Gwin and Broderick
Political power in California was in the hands the Democratic Party during the 1850s. Or at least, that’s the way it started out. The opposing party, the Whigs, were fading nationally, and in California, where the majority of men were engaged in mining and other working class jobs, the Democrats ruled.
And yet, the Democratic Party had a fatal flaw, a crack that ran through the heart of its solid hold on power. Slavery divided the party in California, just as it did the Northern and Southern states. In California, the party divided into two factions, popularly known as the Chivalry and the Tammany (or Free Soil) wings.
The Chivalry was the party of southerners, slaveholders, and anyone else who was pro-slavery.
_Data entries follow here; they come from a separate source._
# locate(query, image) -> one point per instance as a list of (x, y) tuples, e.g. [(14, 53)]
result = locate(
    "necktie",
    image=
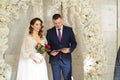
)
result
[(59, 34)]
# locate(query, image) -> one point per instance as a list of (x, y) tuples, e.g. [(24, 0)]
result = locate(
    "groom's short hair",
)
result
[(56, 16)]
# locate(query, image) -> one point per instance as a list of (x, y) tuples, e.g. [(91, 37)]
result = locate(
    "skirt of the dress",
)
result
[(29, 70)]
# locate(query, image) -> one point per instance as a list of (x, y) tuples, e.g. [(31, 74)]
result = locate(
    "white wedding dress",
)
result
[(27, 68)]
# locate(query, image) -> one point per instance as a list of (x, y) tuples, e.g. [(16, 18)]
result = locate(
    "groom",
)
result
[(62, 41)]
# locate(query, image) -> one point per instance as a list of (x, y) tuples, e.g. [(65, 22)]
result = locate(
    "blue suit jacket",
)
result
[(68, 41)]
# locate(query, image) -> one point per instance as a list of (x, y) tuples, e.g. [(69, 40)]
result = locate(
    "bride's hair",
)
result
[(32, 22)]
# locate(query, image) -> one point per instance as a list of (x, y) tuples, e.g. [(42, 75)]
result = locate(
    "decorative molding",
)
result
[(9, 12)]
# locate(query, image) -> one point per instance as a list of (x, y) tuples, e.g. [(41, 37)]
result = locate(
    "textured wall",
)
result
[(106, 10)]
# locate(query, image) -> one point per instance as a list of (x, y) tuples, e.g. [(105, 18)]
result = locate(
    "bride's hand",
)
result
[(44, 54)]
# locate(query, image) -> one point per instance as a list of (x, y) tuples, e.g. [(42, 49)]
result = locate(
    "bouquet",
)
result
[(42, 48)]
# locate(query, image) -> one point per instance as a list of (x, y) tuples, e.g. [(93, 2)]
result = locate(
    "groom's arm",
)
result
[(73, 42), (48, 40)]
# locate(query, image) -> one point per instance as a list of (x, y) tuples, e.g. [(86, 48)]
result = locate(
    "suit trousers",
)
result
[(65, 68)]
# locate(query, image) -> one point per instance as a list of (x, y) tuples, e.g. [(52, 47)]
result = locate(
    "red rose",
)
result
[(47, 46)]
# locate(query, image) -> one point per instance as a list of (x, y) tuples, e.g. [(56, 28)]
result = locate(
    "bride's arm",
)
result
[(28, 51)]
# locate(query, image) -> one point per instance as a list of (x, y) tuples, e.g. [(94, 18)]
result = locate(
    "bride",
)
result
[(32, 65)]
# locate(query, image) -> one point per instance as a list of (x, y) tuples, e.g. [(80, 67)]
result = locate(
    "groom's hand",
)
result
[(54, 52), (65, 50)]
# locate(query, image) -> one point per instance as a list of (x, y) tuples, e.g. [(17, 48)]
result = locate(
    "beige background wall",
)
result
[(106, 10)]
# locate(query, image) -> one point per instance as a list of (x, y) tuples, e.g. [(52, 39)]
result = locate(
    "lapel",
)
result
[(55, 34), (56, 37)]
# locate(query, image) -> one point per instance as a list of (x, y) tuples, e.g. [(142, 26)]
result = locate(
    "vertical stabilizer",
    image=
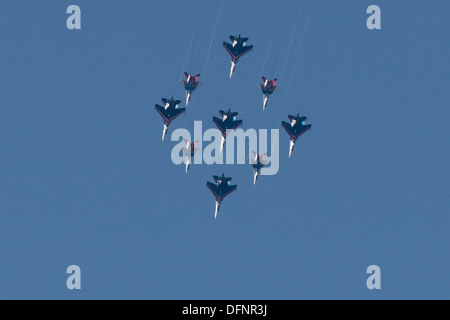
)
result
[(217, 209), (164, 131), (291, 147)]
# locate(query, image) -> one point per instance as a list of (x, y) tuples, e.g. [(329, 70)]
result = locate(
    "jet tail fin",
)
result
[(217, 209)]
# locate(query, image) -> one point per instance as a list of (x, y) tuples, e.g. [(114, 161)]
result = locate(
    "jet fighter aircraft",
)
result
[(189, 151), (295, 129), (236, 50), (169, 112), (228, 122), (220, 190), (258, 163), (267, 88), (190, 84)]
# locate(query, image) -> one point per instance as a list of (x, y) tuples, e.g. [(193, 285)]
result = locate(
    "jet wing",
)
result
[(220, 192), (237, 52), (226, 125), (170, 114), (296, 131)]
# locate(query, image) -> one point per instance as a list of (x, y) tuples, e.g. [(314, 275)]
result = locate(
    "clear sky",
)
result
[(86, 180)]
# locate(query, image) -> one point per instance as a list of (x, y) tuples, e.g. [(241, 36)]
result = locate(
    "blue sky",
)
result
[(86, 180)]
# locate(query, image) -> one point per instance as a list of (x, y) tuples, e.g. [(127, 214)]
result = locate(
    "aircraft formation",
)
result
[(228, 121)]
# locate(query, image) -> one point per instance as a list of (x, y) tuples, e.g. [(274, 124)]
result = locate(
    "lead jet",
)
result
[(267, 88), (169, 112), (295, 129), (190, 84), (236, 49), (227, 122), (189, 151), (220, 190), (258, 162)]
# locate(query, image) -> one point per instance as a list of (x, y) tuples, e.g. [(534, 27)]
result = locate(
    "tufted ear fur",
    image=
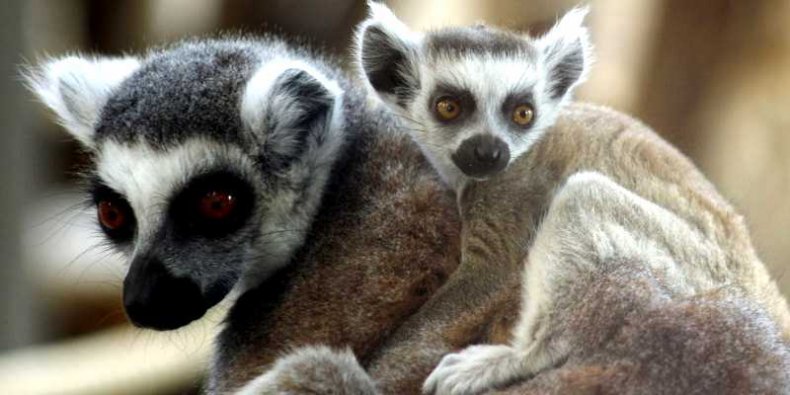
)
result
[(294, 112), (76, 88), (387, 56), (566, 52)]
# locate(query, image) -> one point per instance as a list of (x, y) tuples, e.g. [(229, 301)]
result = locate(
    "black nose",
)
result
[(154, 298), (482, 156)]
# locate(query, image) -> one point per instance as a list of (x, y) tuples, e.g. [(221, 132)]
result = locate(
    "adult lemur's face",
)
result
[(473, 98), (210, 159)]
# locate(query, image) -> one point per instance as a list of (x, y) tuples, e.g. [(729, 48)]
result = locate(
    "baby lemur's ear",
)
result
[(293, 112), (387, 55), (567, 53), (76, 88)]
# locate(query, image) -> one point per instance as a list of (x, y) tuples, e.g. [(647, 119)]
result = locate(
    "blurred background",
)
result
[(711, 76)]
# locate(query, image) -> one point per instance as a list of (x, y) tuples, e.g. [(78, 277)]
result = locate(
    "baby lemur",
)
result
[(488, 108)]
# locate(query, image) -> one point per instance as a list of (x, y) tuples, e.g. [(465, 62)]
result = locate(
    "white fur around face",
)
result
[(148, 178), (76, 88), (490, 79)]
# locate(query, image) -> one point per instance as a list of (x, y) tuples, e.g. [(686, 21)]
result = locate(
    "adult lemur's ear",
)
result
[(76, 89), (294, 113), (387, 55), (566, 52)]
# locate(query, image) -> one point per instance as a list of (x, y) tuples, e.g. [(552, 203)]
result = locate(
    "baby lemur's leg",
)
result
[(592, 223), (494, 243), (313, 370)]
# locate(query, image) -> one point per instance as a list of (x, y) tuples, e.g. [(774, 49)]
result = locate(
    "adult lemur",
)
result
[(254, 164), (182, 152), (482, 103)]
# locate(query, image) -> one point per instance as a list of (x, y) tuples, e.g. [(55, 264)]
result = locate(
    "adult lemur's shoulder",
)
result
[(490, 109)]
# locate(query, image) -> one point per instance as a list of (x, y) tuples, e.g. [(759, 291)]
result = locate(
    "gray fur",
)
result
[(412, 71), (257, 110)]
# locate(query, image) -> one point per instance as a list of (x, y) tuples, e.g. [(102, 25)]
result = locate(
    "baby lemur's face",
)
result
[(473, 98), (210, 160)]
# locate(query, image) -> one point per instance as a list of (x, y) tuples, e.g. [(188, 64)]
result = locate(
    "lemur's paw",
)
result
[(474, 370), (313, 370)]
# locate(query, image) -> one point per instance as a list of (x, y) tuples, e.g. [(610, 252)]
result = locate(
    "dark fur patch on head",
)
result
[(312, 103), (477, 40), (191, 90), (386, 65), (567, 71)]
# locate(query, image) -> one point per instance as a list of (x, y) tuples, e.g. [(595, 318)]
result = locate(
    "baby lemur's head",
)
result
[(474, 98), (210, 162)]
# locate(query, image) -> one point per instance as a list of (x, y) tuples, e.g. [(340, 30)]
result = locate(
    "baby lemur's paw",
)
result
[(474, 370), (313, 370)]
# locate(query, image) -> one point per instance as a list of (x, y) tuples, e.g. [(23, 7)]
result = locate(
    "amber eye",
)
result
[(112, 215), (448, 109), (217, 205), (523, 114)]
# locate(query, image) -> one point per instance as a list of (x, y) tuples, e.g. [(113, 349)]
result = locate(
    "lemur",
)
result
[(487, 107), (613, 303), (254, 164), (211, 159)]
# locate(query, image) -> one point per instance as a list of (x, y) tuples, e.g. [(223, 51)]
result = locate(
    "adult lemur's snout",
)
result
[(482, 156), (154, 298)]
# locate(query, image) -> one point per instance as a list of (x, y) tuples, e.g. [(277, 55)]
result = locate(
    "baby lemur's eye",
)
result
[(523, 115), (447, 108), (217, 204), (212, 205), (115, 217)]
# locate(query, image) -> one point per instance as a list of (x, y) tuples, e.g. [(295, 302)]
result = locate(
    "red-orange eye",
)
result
[(217, 205), (112, 215)]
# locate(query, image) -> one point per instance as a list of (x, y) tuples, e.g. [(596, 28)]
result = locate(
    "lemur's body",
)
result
[(485, 75), (177, 126)]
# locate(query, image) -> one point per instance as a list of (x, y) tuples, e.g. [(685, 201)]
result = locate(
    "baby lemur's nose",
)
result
[(482, 156), (487, 153)]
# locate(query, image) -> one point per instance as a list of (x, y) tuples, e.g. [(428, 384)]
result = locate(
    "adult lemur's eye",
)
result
[(523, 114), (212, 205), (448, 108), (217, 205), (115, 217)]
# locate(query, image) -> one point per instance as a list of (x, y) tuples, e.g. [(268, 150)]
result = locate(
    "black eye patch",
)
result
[(516, 99), (113, 213), (212, 205), (462, 96)]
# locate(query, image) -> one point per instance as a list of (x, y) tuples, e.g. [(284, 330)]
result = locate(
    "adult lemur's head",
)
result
[(210, 162), (475, 98)]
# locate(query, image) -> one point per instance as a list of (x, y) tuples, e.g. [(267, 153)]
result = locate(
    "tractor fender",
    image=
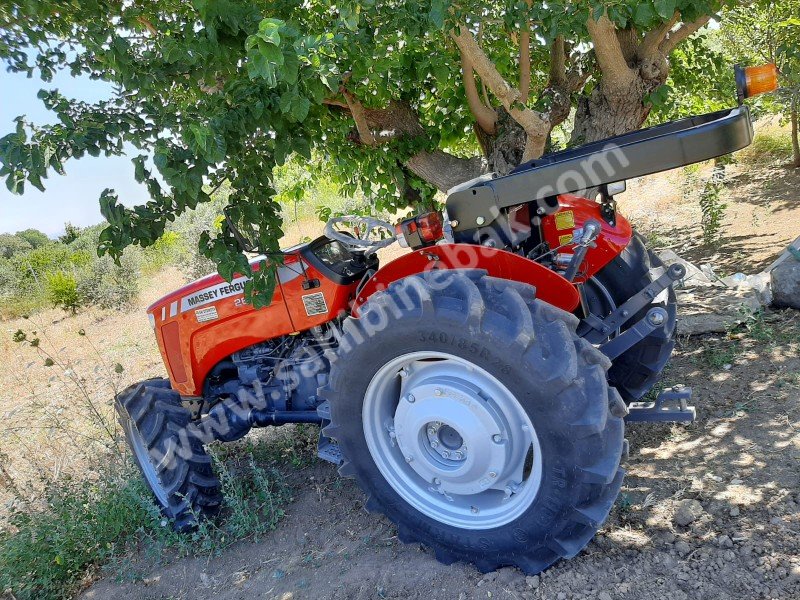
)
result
[(550, 286)]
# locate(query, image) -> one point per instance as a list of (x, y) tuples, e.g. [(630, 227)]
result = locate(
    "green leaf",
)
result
[(300, 108), (644, 14), (665, 8)]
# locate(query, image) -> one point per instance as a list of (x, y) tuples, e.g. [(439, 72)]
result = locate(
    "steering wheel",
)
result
[(369, 233)]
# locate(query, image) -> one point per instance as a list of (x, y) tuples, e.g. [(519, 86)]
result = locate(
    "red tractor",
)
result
[(477, 387)]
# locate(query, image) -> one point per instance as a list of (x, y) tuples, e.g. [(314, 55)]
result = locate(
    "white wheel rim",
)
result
[(452, 440)]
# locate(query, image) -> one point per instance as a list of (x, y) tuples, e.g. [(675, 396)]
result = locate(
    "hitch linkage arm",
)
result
[(633, 305)]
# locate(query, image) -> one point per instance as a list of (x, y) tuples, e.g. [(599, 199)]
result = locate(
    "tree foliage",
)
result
[(397, 99), (769, 32)]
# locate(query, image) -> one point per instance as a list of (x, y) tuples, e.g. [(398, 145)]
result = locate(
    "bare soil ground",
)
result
[(740, 460)]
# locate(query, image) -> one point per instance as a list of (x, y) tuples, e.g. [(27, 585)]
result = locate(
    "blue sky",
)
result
[(72, 197)]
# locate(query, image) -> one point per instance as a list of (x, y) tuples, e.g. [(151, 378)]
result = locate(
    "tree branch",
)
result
[(147, 25), (608, 53), (485, 116), (536, 126), (653, 38), (360, 118), (398, 119), (525, 64), (684, 31), (558, 62)]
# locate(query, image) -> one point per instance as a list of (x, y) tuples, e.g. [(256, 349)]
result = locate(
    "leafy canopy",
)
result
[(224, 90)]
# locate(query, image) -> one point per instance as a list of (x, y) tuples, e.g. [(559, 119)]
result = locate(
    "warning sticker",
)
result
[(565, 220), (315, 304), (206, 314)]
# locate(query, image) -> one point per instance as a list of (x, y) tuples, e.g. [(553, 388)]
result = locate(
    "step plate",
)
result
[(670, 406)]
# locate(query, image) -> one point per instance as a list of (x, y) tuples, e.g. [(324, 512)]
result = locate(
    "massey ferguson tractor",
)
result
[(477, 387)]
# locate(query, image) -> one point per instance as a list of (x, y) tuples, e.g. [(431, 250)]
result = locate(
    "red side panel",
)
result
[(206, 321), (573, 212), (550, 286)]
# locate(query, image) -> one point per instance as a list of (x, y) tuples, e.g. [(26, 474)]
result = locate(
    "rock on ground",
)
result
[(786, 284)]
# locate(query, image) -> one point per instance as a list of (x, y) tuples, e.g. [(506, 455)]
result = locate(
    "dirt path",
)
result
[(740, 461)]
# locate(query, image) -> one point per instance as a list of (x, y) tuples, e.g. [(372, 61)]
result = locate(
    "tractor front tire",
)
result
[(172, 461), (474, 418)]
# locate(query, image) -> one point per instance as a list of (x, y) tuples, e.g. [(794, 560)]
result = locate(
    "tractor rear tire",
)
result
[(438, 388), (173, 462), (636, 371)]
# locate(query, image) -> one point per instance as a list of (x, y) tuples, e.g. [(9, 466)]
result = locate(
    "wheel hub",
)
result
[(452, 440), (448, 431)]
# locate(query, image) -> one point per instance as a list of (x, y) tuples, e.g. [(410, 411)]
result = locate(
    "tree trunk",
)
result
[(602, 114), (502, 151), (795, 141)]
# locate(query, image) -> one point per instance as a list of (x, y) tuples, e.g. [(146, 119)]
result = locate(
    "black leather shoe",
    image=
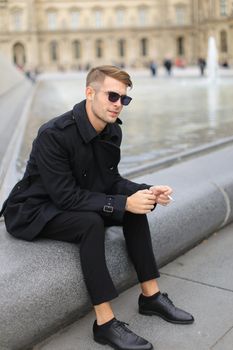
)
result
[(117, 335), (162, 306)]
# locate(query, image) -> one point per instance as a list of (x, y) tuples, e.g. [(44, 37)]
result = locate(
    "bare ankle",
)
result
[(104, 313)]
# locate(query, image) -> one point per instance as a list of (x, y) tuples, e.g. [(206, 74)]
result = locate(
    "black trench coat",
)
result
[(71, 168)]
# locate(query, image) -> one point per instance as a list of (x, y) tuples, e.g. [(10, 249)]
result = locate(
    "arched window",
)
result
[(180, 15), (17, 19), (121, 47), (19, 56), (120, 17), (99, 48), (142, 16), (74, 18), (144, 47), (76, 45), (53, 50), (52, 19), (223, 7), (223, 41), (98, 18), (180, 46)]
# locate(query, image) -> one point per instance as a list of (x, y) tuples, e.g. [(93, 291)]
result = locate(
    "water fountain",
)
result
[(212, 60)]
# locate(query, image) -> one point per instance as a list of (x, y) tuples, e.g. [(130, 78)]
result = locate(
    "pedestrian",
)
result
[(168, 65), (153, 68), (72, 190), (202, 65)]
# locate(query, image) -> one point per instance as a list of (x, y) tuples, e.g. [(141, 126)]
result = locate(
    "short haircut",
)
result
[(98, 74)]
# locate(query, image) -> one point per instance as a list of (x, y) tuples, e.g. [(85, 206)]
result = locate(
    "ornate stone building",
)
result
[(71, 34)]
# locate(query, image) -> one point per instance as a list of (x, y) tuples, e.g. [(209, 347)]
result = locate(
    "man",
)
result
[(71, 191)]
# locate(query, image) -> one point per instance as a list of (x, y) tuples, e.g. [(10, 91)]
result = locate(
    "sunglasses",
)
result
[(114, 97)]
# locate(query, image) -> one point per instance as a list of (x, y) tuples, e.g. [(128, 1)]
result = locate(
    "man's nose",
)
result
[(118, 103)]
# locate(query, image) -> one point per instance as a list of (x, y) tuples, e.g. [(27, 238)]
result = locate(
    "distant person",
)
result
[(225, 64), (202, 65), (168, 65), (153, 68), (72, 190)]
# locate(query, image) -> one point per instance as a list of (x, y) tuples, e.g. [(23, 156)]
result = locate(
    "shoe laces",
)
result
[(122, 326), (167, 299)]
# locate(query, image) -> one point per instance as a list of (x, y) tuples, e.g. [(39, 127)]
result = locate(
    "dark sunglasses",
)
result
[(114, 97)]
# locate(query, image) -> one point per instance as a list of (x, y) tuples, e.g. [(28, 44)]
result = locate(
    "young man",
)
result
[(72, 190)]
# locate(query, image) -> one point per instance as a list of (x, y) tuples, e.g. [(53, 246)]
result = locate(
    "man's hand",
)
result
[(161, 193), (141, 202)]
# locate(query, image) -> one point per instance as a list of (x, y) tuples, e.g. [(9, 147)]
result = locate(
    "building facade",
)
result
[(69, 34)]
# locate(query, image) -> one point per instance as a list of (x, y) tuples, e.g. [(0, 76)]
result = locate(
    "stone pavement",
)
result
[(201, 281)]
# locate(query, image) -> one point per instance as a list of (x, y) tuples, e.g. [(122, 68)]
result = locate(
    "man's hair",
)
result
[(98, 74)]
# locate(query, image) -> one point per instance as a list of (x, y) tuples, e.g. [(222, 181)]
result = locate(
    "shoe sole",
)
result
[(153, 313), (104, 342)]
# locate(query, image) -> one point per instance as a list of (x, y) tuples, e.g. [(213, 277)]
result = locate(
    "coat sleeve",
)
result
[(52, 160), (125, 186)]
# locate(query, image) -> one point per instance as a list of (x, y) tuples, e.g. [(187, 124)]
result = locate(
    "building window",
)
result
[(180, 15), (17, 20), (19, 56), (99, 48), (74, 19), (120, 17), (144, 47), (180, 46), (142, 15), (121, 47), (76, 49), (98, 19), (223, 7), (53, 51), (52, 20), (223, 41)]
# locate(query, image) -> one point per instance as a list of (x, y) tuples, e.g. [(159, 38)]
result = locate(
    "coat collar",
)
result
[(85, 128)]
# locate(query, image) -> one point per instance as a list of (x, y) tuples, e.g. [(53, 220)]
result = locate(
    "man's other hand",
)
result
[(141, 202), (162, 194)]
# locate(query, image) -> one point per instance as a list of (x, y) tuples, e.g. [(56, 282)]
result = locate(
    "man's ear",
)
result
[(90, 93)]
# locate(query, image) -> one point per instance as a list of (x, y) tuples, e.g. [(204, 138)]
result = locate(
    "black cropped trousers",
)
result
[(88, 230)]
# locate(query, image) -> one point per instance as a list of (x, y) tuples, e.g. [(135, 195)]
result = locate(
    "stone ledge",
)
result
[(41, 283)]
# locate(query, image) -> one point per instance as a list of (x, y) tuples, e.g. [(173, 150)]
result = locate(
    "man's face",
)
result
[(101, 110)]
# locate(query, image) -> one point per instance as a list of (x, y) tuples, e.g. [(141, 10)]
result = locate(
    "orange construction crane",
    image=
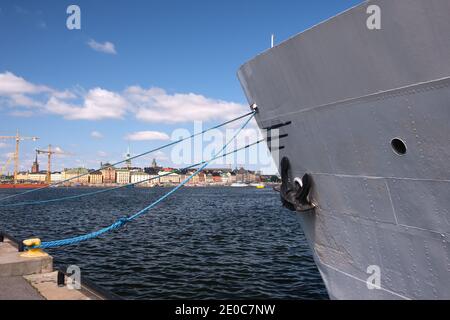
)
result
[(18, 138), (49, 154)]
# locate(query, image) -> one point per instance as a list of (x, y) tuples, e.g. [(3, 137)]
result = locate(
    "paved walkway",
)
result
[(17, 288)]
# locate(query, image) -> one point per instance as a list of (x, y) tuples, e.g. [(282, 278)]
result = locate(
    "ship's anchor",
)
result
[(295, 194)]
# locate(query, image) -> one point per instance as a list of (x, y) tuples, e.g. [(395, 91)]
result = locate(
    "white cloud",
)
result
[(150, 105), (156, 105), (147, 136), (11, 85), (96, 135), (22, 114), (98, 104), (106, 47)]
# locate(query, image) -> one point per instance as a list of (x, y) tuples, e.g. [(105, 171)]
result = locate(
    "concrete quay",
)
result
[(33, 278)]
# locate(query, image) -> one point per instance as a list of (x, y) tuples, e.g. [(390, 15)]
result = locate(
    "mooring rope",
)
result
[(88, 194), (124, 220), (131, 158)]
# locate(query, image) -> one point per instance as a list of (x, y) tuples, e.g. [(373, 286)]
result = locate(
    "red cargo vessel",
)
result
[(22, 185)]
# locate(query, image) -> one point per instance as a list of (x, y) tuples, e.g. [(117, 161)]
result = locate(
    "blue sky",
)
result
[(129, 61)]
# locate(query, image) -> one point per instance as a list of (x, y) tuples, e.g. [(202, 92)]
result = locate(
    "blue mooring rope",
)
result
[(124, 220)]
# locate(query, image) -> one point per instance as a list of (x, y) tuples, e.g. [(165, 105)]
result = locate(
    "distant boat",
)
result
[(239, 185), (257, 185), (22, 185)]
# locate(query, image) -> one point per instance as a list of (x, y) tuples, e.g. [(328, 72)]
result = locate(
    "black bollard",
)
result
[(61, 279)]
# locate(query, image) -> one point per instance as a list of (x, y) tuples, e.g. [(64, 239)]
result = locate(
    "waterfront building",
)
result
[(108, 173), (123, 176), (169, 178), (128, 157), (22, 176), (35, 167), (37, 177), (96, 177), (56, 177), (74, 174), (138, 176)]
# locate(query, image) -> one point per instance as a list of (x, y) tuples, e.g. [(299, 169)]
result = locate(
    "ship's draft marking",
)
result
[(365, 282)]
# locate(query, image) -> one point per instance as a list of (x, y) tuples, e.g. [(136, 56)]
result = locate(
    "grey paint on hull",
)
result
[(348, 92)]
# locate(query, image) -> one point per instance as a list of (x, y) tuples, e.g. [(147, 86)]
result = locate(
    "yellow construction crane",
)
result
[(18, 138), (6, 165), (49, 152)]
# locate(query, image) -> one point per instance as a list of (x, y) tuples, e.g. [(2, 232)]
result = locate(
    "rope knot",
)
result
[(122, 221)]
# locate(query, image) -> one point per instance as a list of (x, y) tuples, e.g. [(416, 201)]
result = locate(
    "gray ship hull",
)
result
[(347, 92)]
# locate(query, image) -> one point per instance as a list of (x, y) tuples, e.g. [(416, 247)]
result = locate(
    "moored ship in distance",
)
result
[(365, 162), (22, 185)]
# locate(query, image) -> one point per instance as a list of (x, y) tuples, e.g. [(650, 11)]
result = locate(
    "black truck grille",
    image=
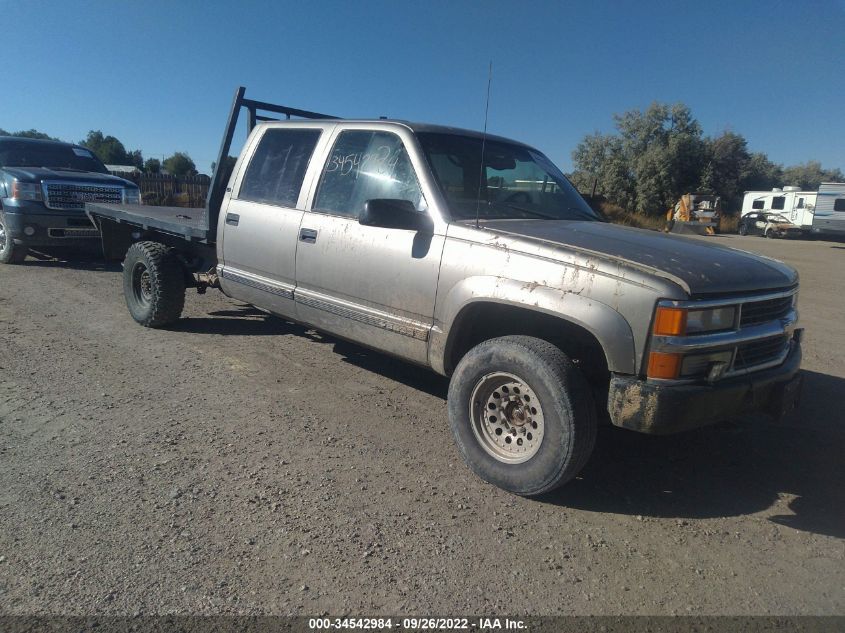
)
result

It also included men who were not from the South or pro-slavery, but opposed the Tammany tactics of David C. Broderick, the boss of San Francisco. William M. Gwin, U.S. Senator, was the leader of the Chivalry.
(Were their slaves in California? Yes, there were. Although forbidden by the California Constitution, some southerners brought slaves with them during the Gold Rush, and it would take time and effort to eradicate slavery from the state.)
The “Chivs,” also called “Rose-water Democrats,” had a great deal of power in the party, but they were hated by those adamantly opposed to seeing slavery imported into California, or the state divided into a slave-holding half, and a free half.
David C. Broderick led the Tammany wing. Its other nickname, the “Hard-Fisted Democrats,” gives you an idea of what kind of men they were. Broderick had been schooled in politics under Boss Tweed in New York City. He ruled in San Francisco, and had in his hand numerous lucrative patronage jobs. He wasn’t going to let a bunch of “Rose-water Democrats” call the shots.
Since Broderick’s group also allied themselves with the short-lived Free Soil Party, they were often referred to as Free Soilers. The Free Soil Party in the East was comprised of former Northern Democrats and Whigs, who sought to ban slavery in all the newly-acquired territory in the West. As Free Soilers, David Broderick and his crew were not so much interested in the rights of slaves and African-Americans as they were in free soil for white men.
So it gets complicated. The nicknames (and worse) flew about like chicken feathers — “Bone-and-Sinew Democrats,” “Piano Democrats,” “Bogus Democrats,” “LeCompton” and “Anti-LeCompton Democrats,” The Democratic Party was not united, and that would spell trouble for the party when upstart rivals came on the scene, as we will soon see.